Attraction? Certainly it was something electric. Awareness seemed to sizzle between them for just a moment.
Abruptly, McGillivray looked away. His jaw tightened, and he wiped his hands down the sides of his shorts and turned toward the door.
“Hurry up,” he told her, his voice raspy. “I’m burning the bacon.”
The door banged shut behind him, and Syd was left in the same bathroom she’d been in moments before.
But something had changed. Something was different. There was an electricity lingering in the air. Syd was used to electricity. She felt it whenever she was in the midst of closing a business deal, when things were coming together, when an energy seemed to take over of its own accord.
It felt like that now.
And there was no business deal. No business at all.
Just awareness. Man-woman awareness. McGillivray had wanted her. Physically.
Intellectually, of course, Syd knew all about that sort of thing. Men—heterosexual ones—lusted after women. But, generally speaking, men had never really lusted after her.
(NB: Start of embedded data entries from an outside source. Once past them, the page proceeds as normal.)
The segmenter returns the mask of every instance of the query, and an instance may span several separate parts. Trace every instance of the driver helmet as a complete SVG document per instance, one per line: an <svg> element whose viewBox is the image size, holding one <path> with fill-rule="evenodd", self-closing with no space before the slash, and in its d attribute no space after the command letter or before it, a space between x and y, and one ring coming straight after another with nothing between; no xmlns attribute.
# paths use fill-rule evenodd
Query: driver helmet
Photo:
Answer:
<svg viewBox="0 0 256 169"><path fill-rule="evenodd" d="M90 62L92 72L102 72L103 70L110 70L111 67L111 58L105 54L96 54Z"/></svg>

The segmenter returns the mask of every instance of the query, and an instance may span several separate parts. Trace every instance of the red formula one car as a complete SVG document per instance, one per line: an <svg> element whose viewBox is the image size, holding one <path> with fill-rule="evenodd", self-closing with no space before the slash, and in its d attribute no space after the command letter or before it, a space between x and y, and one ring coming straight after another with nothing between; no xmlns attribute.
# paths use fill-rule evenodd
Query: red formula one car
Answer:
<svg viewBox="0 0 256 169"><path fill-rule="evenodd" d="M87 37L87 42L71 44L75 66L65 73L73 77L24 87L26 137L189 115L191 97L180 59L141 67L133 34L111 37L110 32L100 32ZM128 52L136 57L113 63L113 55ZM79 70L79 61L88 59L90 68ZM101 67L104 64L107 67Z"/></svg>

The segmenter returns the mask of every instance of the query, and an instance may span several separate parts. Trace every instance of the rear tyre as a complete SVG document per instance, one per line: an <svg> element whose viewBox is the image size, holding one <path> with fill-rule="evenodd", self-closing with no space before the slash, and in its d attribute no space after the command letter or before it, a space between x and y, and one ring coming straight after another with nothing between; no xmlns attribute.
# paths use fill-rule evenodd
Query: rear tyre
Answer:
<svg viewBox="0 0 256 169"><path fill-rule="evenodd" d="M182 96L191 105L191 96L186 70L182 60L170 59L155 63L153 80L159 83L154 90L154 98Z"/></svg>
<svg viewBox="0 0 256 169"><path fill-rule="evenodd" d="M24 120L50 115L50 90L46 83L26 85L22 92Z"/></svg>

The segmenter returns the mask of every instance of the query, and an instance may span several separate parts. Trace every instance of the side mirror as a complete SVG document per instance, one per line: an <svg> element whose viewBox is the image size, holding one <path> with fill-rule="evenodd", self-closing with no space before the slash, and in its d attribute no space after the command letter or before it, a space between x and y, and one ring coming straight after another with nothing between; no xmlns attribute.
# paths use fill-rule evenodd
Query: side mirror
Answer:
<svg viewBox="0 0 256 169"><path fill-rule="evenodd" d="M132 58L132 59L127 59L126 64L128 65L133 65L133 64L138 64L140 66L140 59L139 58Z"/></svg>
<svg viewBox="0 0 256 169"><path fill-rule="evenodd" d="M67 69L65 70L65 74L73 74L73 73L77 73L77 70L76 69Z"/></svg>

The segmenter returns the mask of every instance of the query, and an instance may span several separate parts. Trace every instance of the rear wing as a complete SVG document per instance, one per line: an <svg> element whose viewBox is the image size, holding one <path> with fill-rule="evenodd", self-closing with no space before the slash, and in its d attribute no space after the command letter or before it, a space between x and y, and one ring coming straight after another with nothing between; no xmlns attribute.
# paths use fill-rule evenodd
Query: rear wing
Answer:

They had mostly been interested in her as her father’s daughter. Roland certainly hadn’t given her cause for believing that his interest in marrying her had anything to do with her innate attractiveness. He had been going to marry her because it was good for business.
He’d never even pretended otherwise.
How mortifying was that?
Pretty mortifying. But it would have been even more so if McGillivray hadn’t so clearly felt otherwise.
She felt suddenly, exquisitely, aware of her own nakedness.
She’d stripped her dress off in the boat without even thinking, without expecting a reaction at all. She’d never even considered he might react. Roland had been impervious to her charms. Why should she have expected anyone else to succumb?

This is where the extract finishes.